NEWARK — It’s only fitting that Journey’s popular song “Don’t Stop Believin'” became “our song” for Diana Wightman and her Liberty Middle School music students.
The school’s band director since 2007 has spent 27 years in the music department for Newark City Schools, and 32 years in music education overall. So it has been quite the journey for Wightman, one on which she consistently believed in her students, many of who were learning music for the first time.
“Don’t Stop Believin'” was the final song performed last week by Liberty’s stage band, with Wightman directing and accompanying them in her final retirement concert before an appreciative crowd in the school’s gym. Afterward, there were a couple of surprises in store.
Austin Frias is a Newark High School senior and former Wightman student, who will attend Ohio State University as a music major in the fall. He and his mom, Brandy, informed Wightman they had partnered with the Licking County Foundation, creating a scholarship in her name.
“When I first came in, I had no music background, and I ended up being able to conduct the symphony orchestra in high school,” said Frias, who plays the flute. “From the beginning, she was a leader. I was not a beginner. From the day I came in, she pushed me to be in the best position I could be. It’s that way with every student. They know they’re valued, by the amount of love she gives.”
Then, Newark High School band director Lee Auer had another surprise for Wightman. The “Don’t Stop Believin'” award scholarship has also been established in her honor.
“Thousands and thousands of dollars of her own money, and effort, has been put to work for these kids,” Auer said. “She literally put her money where her mouth was, and it has allowed so many deserving kids to continue on with the band program in high school.”
At the concert, Wightman directed the sixth grade band, seventh grade percussion ensemble class, eighth grade percussion ensemble class, the seventh and eighth grade band, and the stage band in performances.

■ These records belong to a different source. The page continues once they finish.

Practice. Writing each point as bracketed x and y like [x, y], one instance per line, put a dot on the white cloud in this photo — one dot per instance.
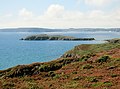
[25, 13]
[97, 2]
[58, 16]
[54, 11]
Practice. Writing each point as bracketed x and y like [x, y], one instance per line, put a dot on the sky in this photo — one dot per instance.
[59, 13]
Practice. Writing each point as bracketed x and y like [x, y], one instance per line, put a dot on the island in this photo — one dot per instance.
[86, 66]
[54, 37]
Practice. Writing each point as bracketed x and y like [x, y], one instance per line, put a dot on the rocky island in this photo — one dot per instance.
[87, 66]
[54, 37]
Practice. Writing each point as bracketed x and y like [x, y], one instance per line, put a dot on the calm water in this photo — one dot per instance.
[14, 51]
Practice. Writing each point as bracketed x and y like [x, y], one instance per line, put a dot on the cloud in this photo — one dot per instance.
[97, 2]
[54, 11]
[56, 16]
[25, 13]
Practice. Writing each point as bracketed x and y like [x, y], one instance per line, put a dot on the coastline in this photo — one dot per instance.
[94, 60]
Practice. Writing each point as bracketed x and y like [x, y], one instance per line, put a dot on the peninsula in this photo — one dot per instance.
[86, 66]
[54, 37]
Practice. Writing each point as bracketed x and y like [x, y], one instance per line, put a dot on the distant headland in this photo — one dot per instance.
[54, 37]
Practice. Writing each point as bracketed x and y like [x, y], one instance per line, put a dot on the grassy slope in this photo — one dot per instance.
[91, 66]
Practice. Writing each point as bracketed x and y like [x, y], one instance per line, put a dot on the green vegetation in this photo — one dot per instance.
[88, 66]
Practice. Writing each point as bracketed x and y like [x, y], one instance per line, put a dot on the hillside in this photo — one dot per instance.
[87, 66]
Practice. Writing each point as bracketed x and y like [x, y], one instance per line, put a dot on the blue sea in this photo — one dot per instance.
[17, 52]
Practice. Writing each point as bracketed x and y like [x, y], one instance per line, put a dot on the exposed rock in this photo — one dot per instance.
[54, 37]
[114, 40]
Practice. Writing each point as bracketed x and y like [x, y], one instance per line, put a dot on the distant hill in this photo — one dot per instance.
[58, 30]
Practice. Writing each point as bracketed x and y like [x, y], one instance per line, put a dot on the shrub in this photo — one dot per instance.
[87, 66]
[103, 59]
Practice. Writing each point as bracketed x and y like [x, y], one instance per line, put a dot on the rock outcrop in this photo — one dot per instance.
[54, 37]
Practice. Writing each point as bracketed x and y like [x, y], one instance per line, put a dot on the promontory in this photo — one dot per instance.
[54, 37]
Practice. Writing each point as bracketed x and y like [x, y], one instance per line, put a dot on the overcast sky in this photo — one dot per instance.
[59, 13]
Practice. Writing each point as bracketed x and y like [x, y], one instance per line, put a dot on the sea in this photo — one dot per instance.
[14, 51]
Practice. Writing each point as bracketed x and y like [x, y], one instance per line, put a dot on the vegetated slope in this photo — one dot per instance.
[87, 66]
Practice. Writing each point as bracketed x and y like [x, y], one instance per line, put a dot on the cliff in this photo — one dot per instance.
[87, 66]
[54, 37]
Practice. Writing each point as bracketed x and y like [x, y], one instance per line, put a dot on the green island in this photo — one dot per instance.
[86, 66]
[54, 37]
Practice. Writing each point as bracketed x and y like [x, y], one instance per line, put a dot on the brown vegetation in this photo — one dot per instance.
[86, 67]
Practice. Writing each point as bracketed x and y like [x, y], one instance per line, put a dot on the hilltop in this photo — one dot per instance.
[53, 37]
[87, 66]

The stage band practices twice a week after school, and has performed all over the community, and at Cedar Point and Kings Island. Last week alone, they had three concerts.
Liberty principal Brent Fickes has seen firsthand Wightman’s impact upon students. His son, Jack, is in the seventh grade band on trumpet and also plays in the stage band.

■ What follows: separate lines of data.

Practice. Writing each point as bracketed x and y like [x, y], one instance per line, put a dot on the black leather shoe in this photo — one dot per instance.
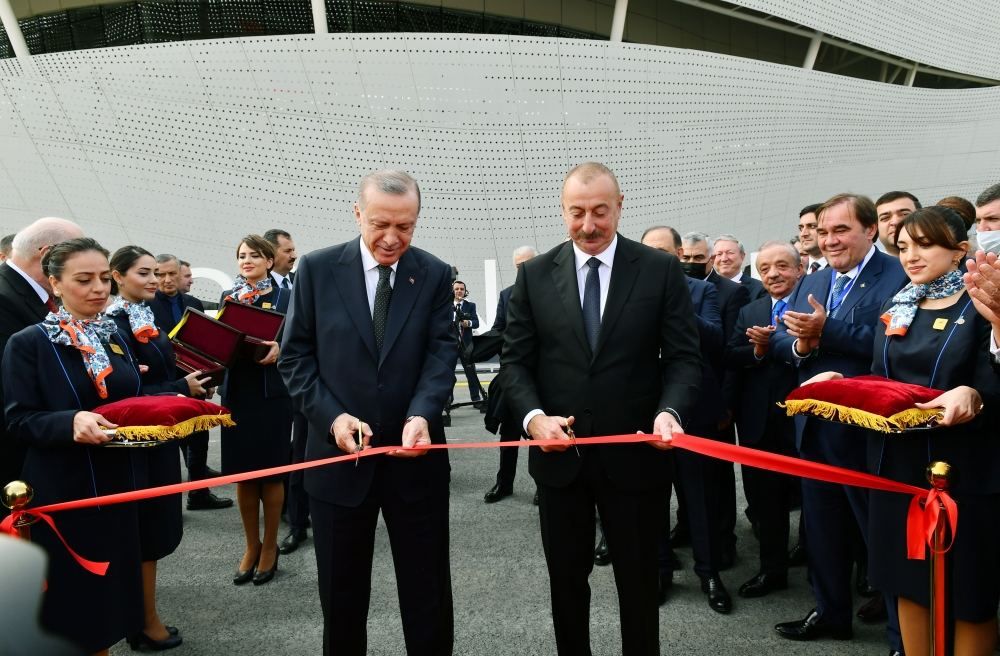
[264, 576]
[496, 493]
[763, 584]
[797, 557]
[718, 597]
[292, 541]
[602, 556]
[141, 641]
[812, 627]
[680, 536]
[664, 586]
[208, 501]
[874, 611]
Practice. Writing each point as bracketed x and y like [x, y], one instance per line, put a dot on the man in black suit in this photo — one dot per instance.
[729, 258]
[698, 261]
[754, 386]
[510, 427]
[168, 307]
[369, 354]
[601, 338]
[25, 299]
[466, 319]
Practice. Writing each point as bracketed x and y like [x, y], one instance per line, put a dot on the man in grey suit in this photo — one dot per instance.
[368, 355]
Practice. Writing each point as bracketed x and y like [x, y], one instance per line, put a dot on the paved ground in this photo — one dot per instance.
[500, 586]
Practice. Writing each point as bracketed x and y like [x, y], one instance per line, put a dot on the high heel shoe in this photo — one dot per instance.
[264, 576]
[245, 576]
[141, 641]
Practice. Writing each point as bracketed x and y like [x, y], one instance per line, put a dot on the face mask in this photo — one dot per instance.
[695, 269]
[987, 241]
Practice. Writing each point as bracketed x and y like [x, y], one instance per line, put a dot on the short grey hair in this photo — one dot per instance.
[47, 231]
[732, 238]
[991, 194]
[389, 181]
[698, 238]
[796, 257]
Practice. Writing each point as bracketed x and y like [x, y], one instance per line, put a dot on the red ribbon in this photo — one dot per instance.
[920, 524]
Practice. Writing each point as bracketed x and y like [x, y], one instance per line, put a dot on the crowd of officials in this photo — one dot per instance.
[601, 335]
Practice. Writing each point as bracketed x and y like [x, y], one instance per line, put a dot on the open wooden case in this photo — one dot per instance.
[257, 325]
[203, 344]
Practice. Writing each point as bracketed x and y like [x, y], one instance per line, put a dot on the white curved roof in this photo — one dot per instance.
[956, 35]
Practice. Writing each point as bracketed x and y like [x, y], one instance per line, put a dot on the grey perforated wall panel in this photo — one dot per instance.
[956, 35]
[185, 147]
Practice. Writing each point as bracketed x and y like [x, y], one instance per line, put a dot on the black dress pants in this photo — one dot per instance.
[632, 522]
[418, 537]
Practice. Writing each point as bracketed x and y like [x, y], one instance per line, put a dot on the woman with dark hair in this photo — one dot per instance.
[55, 373]
[262, 409]
[934, 337]
[160, 528]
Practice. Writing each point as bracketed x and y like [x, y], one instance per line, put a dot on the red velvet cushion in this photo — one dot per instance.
[868, 401]
[162, 416]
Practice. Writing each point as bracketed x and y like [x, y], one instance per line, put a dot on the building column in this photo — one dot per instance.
[618, 21]
[813, 52]
[13, 29]
[319, 16]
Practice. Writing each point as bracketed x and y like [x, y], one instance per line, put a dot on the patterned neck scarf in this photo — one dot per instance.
[140, 318]
[899, 317]
[87, 336]
[246, 293]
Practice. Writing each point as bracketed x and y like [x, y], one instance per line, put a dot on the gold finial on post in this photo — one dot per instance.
[16, 496]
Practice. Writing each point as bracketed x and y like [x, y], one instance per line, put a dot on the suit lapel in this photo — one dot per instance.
[864, 282]
[409, 280]
[564, 280]
[623, 275]
[349, 276]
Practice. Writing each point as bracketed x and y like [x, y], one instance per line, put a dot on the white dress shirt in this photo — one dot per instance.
[370, 265]
[43, 295]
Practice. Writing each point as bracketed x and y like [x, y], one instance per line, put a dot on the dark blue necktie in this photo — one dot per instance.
[777, 311]
[592, 303]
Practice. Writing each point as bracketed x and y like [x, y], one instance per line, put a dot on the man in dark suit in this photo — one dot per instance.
[601, 338]
[168, 307]
[754, 386]
[729, 258]
[698, 260]
[829, 326]
[369, 354]
[510, 427]
[693, 472]
[466, 319]
[25, 299]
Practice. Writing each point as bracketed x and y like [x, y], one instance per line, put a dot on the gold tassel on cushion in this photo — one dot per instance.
[894, 423]
[176, 431]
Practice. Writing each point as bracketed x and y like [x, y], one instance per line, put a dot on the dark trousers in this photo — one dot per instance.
[196, 458]
[296, 500]
[698, 493]
[418, 537]
[632, 522]
[508, 457]
[770, 495]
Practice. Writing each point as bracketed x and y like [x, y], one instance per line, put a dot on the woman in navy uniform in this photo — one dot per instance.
[934, 337]
[55, 372]
[262, 409]
[160, 526]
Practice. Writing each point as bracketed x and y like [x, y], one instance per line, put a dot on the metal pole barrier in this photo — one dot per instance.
[17, 495]
[939, 476]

“She’s had a tremendous impact on so many kids,” Fickes said. “It’s pretty remarkable, how she treats them like family and takes a lot of pride in them. She goes the extra mile for any kids who want to be a part of it. She’s a powerful leader, and a joy to be around. She has an unbelievable work ethic, and the amount of time she puts in is second to none.”
Fickes said Wightman takes sixth grade students with no previous musical experience and gives them a head start. “She does instrument fitting, and allows them to get one step ahead,” he said.
Melissa Anderson joined the staff at Liberty in 2014, and saw Wightman transform her son Theo into a musician. The seventh grader had a trombone solo during one of the songs. “He had no desire to be part of music,” Anderson said. “Then, he wanted to play drums, but ended up on the trombone.”
Anderson presented Wightman with the musical arrangement for “Don’t Stop Believin,'” signed by the students.
Quotes from eighth graders were read about Wightman. “She gave me a passion for music,” one student said. “She’s the reason I’m still in band. I was home schooled for a while, but she still made that happen,” said another. “She has given me the right tools in my toolbelt, to succeed as a musician, and as a leader,” a final one said.
Wightman thanked Fickes for “allowing me the freedom to do the things I never dreamed I would be able to,” she said. She thinks the Pride of Newark has a great future under Auer. “He’s here for a long time, and will build our program back up again, after some rough years,” Wightman said.
“She’ll still be with the Pride of Newark, giving her lessons,” Auer assured.
On the back of the concert program, Wightman left a final note:
“To my wonderful students and parents, past and present:
Thank You for joining me through the years on this remarkable journey! Together, we have shared joys and laughter, challenges and celebrations, and enjoyed the rewards of hard work. Most importantly, we have created bonds of wonderful friendship through the magic of music making. I hope that in my band room you found a kind and reassuring place to grow and express yourself. I know that you and the amazing memories we have made will live forever in my heart.”